A quick past shows Mike being abused as a child, and a mother who often asks, “why weren't you born as a boy”. “Trans people are often asked if child abuse is the reason they want to transition. Such back stories will only reiterate these wrong ideas. That there are such ‘reasons’ behind a person who identifies with a gender different from the one assigned at birth. And then again, Antony's character is at one point shown to be supportive of Mike's decision. But at another point, he asks Mike why they need a physical transition when they are already behav like a boy. These are manipulative questions,” Adam points out. 

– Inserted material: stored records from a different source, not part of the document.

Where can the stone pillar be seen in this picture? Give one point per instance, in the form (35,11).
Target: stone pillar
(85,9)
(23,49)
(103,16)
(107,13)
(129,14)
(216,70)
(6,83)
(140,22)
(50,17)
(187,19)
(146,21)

The film ends with a trans man ‘explaining’ to Mike what gender Mike identifies with. This, in Adam's view, is the most problematic of all. No one, not even another trans person, can tell someone what gender they identify with: it is up to the person themselves. Mike is told that their reasons for wanting surgery seem to be a way of fighting the gender prejudices that the society has created against women, and that they can fight these “as a woman”. Such a statement could give entirely wrong ideas about an already little-understood discourse — that trans people going for surgeries are merely confused and a little talk like this could ‘clear’ their head, or that it is simply a ‘phase’ they will come out of. 

Adam, who was initially approached by the filmmakers to play the trans man character, had refused, finding the script problematic. “The first story was that Mike did not go through with their surgery because they had fallen in love with Antony. That is such a hugely wrong idea, which concerns sexual identity and has nothing to do with gender. It shows how little research has gone into the writing of the film,” Adam says. 

This, in fact, is another queerphobic narrative that is widely used to deny LGBTQIA+ people their personhood, Ragamalika adds. “This assumption that their gender or sexuality can be ‘corrected’ if they just meet the right man/woman — that is the whole idea behind corrective rapes as part of conversion therapy practices.”